Shopify (SHOP -2.05%) is on a roll. Just weeks after announcing a deal to help power the back-office needs of Facebook's (META -12.69%) new Shops platform, the e-commerce management provider has now inked a deal with Walmart (WMT 0.49%). Merchants utilizing Shopify's platform can now integrate their businesses with Walmart Marketplace, a site catering to third parties looking to sell online. Per Walmart's press release:

The [Walmart] U.S. eCommerce business grew 74% in total last quarter, and growth in marketplace outpaced the overall business even as first-party sales were strong. As we launch this integration with Shopify, we are focused on U.S.-based small and medium businesses whose assortment complements ours and have a track record of exceeding customers' expectations. 

For big-box store juggernaut Walmart and e-commerce leader Amazon -- the target of Walmart's move here -- the news is little more than a shoulder shrug. It's just another shot fired in the battle for the future of retail. For Shopify, however, it's a bigger deal, as it's becoming increasingly clear the future of retail favors smaller businesses and ample choice for consumers. Retailing and merchandising are becoming outlets for entrepreneurship again -- as they should have been all along. 

Someone offscreen using a laptop displaying the Walmart Marketplace website.

Image source: Walmart.

In response, Shopify's stock raced 8.5% higher on the day of the news, a significant increase given Shopify's market cap is approaching $100 billion. But there was a far smaller business that could benefit from the Walmart/Shopify agreement even more: Fastly (FSLY -5.18%). It might appear random, but the 11% run higher in this small technologist's shares the day of Shopify and Walmart's announcement was no coincidence.

A new era of directing web traffic

So far, 2020 is shaping up to be a banner year for the interwebs. Confined to home due to shelter-in-place and work-from-home orders because of you-know-what, households have been forced to rely on the internet for just about everything -- at least during peak lockdown. That has meant a bump in traffic for content delivery networks (CDNs), the companies responsible for making sure data travels across the internet and arrives at its intended destination. 

For legacy CDNs like Akamai, it remains to be seen how much of the extra traffic and resulting revenue will stick. But for cloud computing-native upstarts like Fastly and Cloudflare (NET -2.27%), a world increasingly favoring digital business (especially delivered via the cloud) has been an opportunity to sop up some market share.

Fastly has ample competition, but it has carved out a niche in e-commerce and digital payment technology. After growing its revenue 39% in 2019, the momentum continued in Q1 2020 with a 38% increase to $62.9 million.
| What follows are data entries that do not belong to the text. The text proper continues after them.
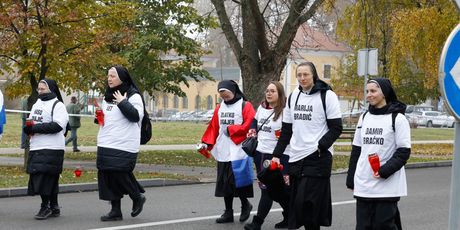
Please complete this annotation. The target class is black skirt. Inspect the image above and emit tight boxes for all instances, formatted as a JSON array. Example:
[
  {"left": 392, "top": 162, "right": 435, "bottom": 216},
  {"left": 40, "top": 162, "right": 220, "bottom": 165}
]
[
  {"left": 215, "top": 161, "right": 253, "bottom": 198},
  {"left": 98, "top": 170, "right": 145, "bottom": 201},
  {"left": 28, "top": 173, "right": 59, "bottom": 196},
  {"left": 288, "top": 175, "right": 332, "bottom": 228}
]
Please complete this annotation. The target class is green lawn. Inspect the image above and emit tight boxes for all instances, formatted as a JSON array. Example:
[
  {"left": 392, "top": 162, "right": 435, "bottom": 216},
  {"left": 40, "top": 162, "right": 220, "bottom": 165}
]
[
  {"left": 0, "top": 165, "right": 198, "bottom": 188},
  {"left": 0, "top": 113, "right": 454, "bottom": 148},
  {"left": 0, "top": 113, "right": 207, "bottom": 147}
]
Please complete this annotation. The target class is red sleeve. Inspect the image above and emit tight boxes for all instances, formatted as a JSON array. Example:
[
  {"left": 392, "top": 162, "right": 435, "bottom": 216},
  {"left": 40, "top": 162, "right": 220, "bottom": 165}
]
[
  {"left": 201, "top": 104, "right": 220, "bottom": 150},
  {"left": 228, "top": 101, "right": 256, "bottom": 145}
]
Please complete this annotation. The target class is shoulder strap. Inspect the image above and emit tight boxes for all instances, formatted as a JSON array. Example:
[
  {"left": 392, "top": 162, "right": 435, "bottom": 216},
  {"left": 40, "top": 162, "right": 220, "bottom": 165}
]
[
  {"left": 392, "top": 112, "right": 397, "bottom": 132},
  {"left": 321, "top": 90, "right": 327, "bottom": 119},
  {"left": 242, "top": 100, "right": 246, "bottom": 110},
  {"left": 359, "top": 111, "right": 396, "bottom": 132},
  {"left": 51, "top": 100, "right": 59, "bottom": 122},
  {"left": 256, "top": 111, "right": 275, "bottom": 133},
  {"left": 287, "top": 93, "right": 292, "bottom": 109},
  {"left": 357, "top": 111, "right": 368, "bottom": 129}
]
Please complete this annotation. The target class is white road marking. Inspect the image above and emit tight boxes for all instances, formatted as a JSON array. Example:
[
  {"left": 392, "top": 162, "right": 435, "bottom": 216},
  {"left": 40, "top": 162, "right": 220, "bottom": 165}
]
[{"left": 88, "top": 200, "right": 356, "bottom": 230}]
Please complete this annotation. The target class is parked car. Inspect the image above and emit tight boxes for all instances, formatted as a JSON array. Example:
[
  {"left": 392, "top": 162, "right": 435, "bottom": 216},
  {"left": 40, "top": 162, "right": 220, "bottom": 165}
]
[
  {"left": 405, "top": 105, "right": 435, "bottom": 128},
  {"left": 412, "top": 111, "right": 455, "bottom": 128}
]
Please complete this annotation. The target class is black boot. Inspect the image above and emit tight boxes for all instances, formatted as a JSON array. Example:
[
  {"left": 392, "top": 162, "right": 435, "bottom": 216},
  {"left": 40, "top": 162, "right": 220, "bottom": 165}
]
[
  {"left": 216, "top": 209, "right": 234, "bottom": 223},
  {"left": 240, "top": 202, "right": 253, "bottom": 222},
  {"left": 101, "top": 200, "right": 123, "bottom": 221},
  {"left": 274, "top": 211, "right": 288, "bottom": 229},
  {"left": 244, "top": 215, "right": 264, "bottom": 230},
  {"left": 34, "top": 203, "right": 52, "bottom": 220},
  {"left": 131, "top": 194, "right": 146, "bottom": 217},
  {"left": 50, "top": 205, "right": 60, "bottom": 217}
]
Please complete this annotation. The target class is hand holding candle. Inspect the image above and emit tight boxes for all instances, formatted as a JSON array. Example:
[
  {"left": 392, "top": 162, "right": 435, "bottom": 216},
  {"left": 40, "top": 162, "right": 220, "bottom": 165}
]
[{"left": 368, "top": 153, "right": 380, "bottom": 176}]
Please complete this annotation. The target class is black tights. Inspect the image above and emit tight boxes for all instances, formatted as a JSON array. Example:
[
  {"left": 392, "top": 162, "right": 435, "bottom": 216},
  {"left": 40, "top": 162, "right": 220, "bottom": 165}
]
[
  {"left": 256, "top": 189, "right": 273, "bottom": 219},
  {"left": 40, "top": 193, "right": 58, "bottom": 207},
  {"left": 224, "top": 196, "right": 249, "bottom": 210}
]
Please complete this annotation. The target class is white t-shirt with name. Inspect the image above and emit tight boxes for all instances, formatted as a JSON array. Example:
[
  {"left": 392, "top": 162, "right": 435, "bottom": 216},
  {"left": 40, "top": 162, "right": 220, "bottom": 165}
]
[
  {"left": 29, "top": 98, "right": 69, "bottom": 151},
  {"left": 353, "top": 112, "right": 411, "bottom": 198},
  {"left": 97, "top": 94, "right": 144, "bottom": 153},
  {"left": 211, "top": 99, "right": 246, "bottom": 162},
  {"left": 255, "top": 106, "right": 290, "bottom": 155},
  {"left": 283, "top": 89, "right": 341, "bottom": 162}
]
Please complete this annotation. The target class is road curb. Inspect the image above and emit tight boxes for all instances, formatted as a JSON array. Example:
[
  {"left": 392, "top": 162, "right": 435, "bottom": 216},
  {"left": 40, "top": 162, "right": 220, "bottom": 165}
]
[{"left": 0, "top": 178, "right": 204, "bottom": 198}]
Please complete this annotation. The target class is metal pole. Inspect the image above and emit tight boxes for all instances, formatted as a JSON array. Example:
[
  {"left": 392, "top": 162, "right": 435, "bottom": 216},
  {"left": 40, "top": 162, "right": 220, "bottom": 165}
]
[
  {"left": 449, "top": 120, "right": 460, "bottom": 230},
  {"left": 363, "top": 48, "right": 369, "bottom": 110}
]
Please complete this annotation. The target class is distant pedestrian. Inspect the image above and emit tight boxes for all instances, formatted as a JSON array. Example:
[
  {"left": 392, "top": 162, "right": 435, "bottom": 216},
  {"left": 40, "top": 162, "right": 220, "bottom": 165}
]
[
  {"left": 24, "top": 79, "right": 69, "bottom": 220},
  {"left": 272, "top": 62, "right": 343, "bottom": 229},
  {"left": 200, "top": 80, "right": 255, "bottom": 224},
  {"left": 96, "top": 66, "right": 146, "bottom": 221},
  {"left": 65, "top": 96, "right": 82, "bottom": 152},
  {"left": 346, "top": 78, "right": 411, "bottom": 230},
  {"left": 244, "top": 81, "right": 290, "bottom": 230},
  {"left": 0, "top": 89, "right": 5, "bottom": 141}
]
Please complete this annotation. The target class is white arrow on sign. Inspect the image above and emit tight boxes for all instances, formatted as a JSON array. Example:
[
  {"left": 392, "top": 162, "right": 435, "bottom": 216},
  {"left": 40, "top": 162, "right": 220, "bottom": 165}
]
[{"left": 451, "top": 57, "right": 460, "bottom": 89}]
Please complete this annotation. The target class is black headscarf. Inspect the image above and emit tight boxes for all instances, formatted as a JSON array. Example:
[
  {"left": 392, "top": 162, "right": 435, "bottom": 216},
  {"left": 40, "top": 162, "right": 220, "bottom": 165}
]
[
  {"left": 38, "top": 79, "right": 63, "bottom": 102},
  {"left": 367, "top": 78, "right": 406, "bottom": 115},
  {"left": 217, "top": 80, "right": 247, "bottom": 105},
  {"left": 104, "top": 66, "right": 140, "bottom": 103}
]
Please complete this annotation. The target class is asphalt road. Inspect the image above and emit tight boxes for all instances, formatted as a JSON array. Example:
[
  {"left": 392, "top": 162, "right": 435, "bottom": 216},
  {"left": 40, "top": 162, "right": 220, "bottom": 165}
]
[{"left": 0, "top": 166, "right": 451, "bottom": 230}]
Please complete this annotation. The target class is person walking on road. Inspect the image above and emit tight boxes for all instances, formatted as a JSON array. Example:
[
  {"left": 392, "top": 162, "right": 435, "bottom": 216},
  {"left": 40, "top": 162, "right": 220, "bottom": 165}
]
[
  {"left": 96, "top": 66, "right": 146, "bottom": 221},
  {"left": 65, "top": 96, "right": 82, "bottom": 152},
  {"left": 24, "top": 79, "right": 69, "bottom": 220},
  {"left": 346, "top": 78, "right": 411, "bottom": 230},
  {"left": 244, "top": 81, "right": 290, "bottom": 230},
  {"left": 200, "top": 80, "right": 256, "bottom": 224},
  {"left": 271, "top": 62, "right": 343, "bottom": 229},
  {"left": 0, "top": 89, "right": 5, "bottom": 141}
]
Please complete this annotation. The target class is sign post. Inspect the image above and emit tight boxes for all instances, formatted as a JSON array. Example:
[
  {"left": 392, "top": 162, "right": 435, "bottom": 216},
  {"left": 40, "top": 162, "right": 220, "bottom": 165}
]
[
  {"left": 357, "top": 48, "right": 378, "bottom": 109},
  {"left": 439, "top": 23, "right": 460, "bottom": 230}
]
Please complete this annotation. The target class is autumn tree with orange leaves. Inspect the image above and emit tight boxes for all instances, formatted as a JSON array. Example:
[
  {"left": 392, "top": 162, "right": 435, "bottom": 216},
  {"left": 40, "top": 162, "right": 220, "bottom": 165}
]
[
  {"left": 0, "top": 0, "right": 135, "bottom": 109},
  {"left": 335, "top": 0, "right": 459, "bottom": 105}
]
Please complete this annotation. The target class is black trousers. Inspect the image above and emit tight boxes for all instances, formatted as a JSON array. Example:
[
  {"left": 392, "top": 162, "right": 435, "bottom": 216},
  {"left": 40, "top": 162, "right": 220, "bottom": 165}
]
[{"left": 356, "top": 199, "right": 402, "bottom": 230}]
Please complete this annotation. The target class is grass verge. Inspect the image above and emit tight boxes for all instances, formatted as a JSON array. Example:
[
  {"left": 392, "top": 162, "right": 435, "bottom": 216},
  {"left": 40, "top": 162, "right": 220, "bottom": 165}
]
[{"left": 0, "top": 165, "right": 198, "bottom": 189}]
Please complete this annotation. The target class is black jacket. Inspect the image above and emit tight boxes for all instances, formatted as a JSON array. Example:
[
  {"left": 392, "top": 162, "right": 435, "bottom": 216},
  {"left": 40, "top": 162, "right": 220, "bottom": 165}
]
[{"left": 27, "top": 149, "right": 64, "bottom": 175}]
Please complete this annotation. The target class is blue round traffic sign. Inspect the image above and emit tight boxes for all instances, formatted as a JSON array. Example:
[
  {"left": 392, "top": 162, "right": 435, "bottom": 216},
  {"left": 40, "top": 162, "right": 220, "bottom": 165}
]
[{"left": 439, "top": 23, "right": 460, "bottom": 120}]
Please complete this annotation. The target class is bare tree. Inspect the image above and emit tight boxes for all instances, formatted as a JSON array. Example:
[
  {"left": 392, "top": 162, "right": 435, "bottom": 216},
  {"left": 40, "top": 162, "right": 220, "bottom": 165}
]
[{"left": 211, "top": 0, "right": 327, "bottom": 104}]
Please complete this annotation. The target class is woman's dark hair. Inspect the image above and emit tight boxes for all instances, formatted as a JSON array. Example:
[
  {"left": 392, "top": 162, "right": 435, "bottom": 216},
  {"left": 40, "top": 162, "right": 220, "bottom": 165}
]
[
  {"left": 296, "top": 62, "right": 319, "bottom": 82},
  {"left": 265, "top": 81, "right": 286, "bottom": 121}
]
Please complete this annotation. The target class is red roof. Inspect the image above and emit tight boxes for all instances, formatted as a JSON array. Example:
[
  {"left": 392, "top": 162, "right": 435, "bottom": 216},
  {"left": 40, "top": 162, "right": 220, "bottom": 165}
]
[{"left": 291, "top": 25, "right": 350, "bottom": 52}]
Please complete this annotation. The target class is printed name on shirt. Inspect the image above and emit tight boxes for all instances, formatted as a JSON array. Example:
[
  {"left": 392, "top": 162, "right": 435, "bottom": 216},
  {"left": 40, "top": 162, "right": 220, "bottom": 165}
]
[
  {"left": 294, "top": 104, "right": 313, "bottom": 121},
  {"left": 363, "top": 128, "right": 385, "bottom": 145},
  {"left": 220, "top": 112, "right": 235, "bottom": 125},
  {"left": 259, "top": 118, "right": 272, "bottom": 132},
  {"left": 32, "top": 109, "right": 44, "bottom": 122}
]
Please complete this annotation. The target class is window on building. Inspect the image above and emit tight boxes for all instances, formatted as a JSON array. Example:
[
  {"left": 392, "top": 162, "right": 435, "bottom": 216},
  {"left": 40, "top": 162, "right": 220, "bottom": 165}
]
[
  {"left": 324, "top": 64, "right": 332, "bottom": 79},
  {"left": 173, "top": 95, "right": 179, "bottom": 109},
  {"left": 182, "top": 96, "right": 188, "bottom": 109},
  {"left": 163, "top": 95, "right": 169, "bottom": 108},
  {"left": 195, "top": 95, "right": 201, "bottom": 110},
  {"left": 207, "top": 95, "right": 213, "bottom": 110}
]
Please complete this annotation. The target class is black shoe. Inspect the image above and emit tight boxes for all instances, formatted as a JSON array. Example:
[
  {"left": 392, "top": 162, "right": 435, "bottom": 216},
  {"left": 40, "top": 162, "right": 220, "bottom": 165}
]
[
  {"left": 131, "top": 194, "right": 146, "bottom": 217},
  {"left": 216, "top": 209, "right": 234, "bottom": 223},
  {"left": 50, "top": 205, "right": 60, "bottom": 217},
  {"left": 34, "top": 205, "right": 52, "bottom": 220},
  {"left": 73, "top": 149, "right": 81, "bottom": 152},
  {"left": 239, "top": 203, "right": 252, "bottom": 222},
  {"left": 274, "top": 218, "right": 288, "bottom": 229},
  {"left": 100, "top": 210, "right": 123, "bottom": 221},
  {"left": 244, "top": 215, "right": 264, "bottom": 230}
]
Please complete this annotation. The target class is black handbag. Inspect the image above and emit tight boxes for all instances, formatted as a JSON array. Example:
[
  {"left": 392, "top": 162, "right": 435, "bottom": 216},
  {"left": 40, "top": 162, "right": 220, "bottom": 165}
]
[{"left": 241, "top": 111, "right": 274, "bottom": 157}]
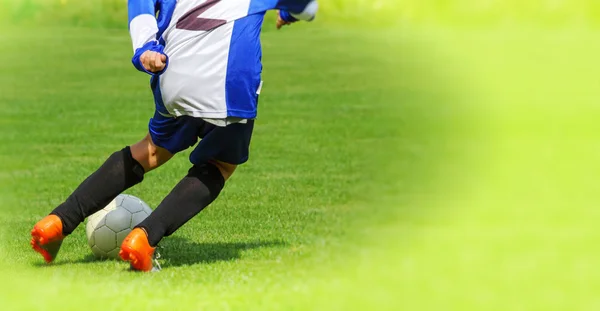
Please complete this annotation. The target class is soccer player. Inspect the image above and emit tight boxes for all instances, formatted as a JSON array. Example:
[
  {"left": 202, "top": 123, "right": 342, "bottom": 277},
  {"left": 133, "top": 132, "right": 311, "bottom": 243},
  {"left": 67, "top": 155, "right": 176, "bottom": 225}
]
[{"left": 30, "top": 0, "right": 318, "bottom": 272}]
While it initially looked like heavy reliance on e-commerce would be a negative at the outset of the current crisis, it's become clear that digital buying and selling just got a shot in the arm like never before. After the new Shopify/Walmart news, Fastly is up 160% so far 2020.

Hitching up to the right wagon

To be fair, Fastly stock's run is now pricing in quite a bit of future expansion. And it's still unclear just how much results will accelerate -- if at all -- for the rest of 2020. However, what is clear is that Fastly has hitched itself to a superstar in Shopify.

Fastly reported earning 88% of its revenue in Q1 from just 297 enterprise customers (up from 288 at the end of 2019). But the company reported in its 2019 annual report that nearly a third of its revenue comes from its top-10 customers. One of those customers specifically named was Shopify. Besides adding new customers, Fastly's growth relies heavily on key partnerships like with Shopify continuing to expand.

E-commerce has lent a helping hand. In its Q1 2020 letter to shareholders, Fastly said it expanded its relationship "with one of the world's largest e-commerce platforms" -- this could have been Shopify, or also Adobe and its Magento e-commerce management subsidiary. No matter who it is, though, Fastly is emerging as an internet infrastructure company benefiting greatly from the surge in digital purchasing. Shopify inking a new contract with the world's largest retailer means Fastly could by extension get access to some of Walmart's web traffic (via Marketplace), just like potentially handling some Facebook traffic (via Shops) was a big deal a few weeks ago.

Long story short, there are multiple ways to play the booming e-commerce industry, but small CDN Fastly could be one of the biggest long-term winners. Though shares are up triple-digit percentages this year, it's still a small outfit at just over $5 billion in market cap. If you haven't already, I recommend at least keeping an eye on this fast-growing technologist.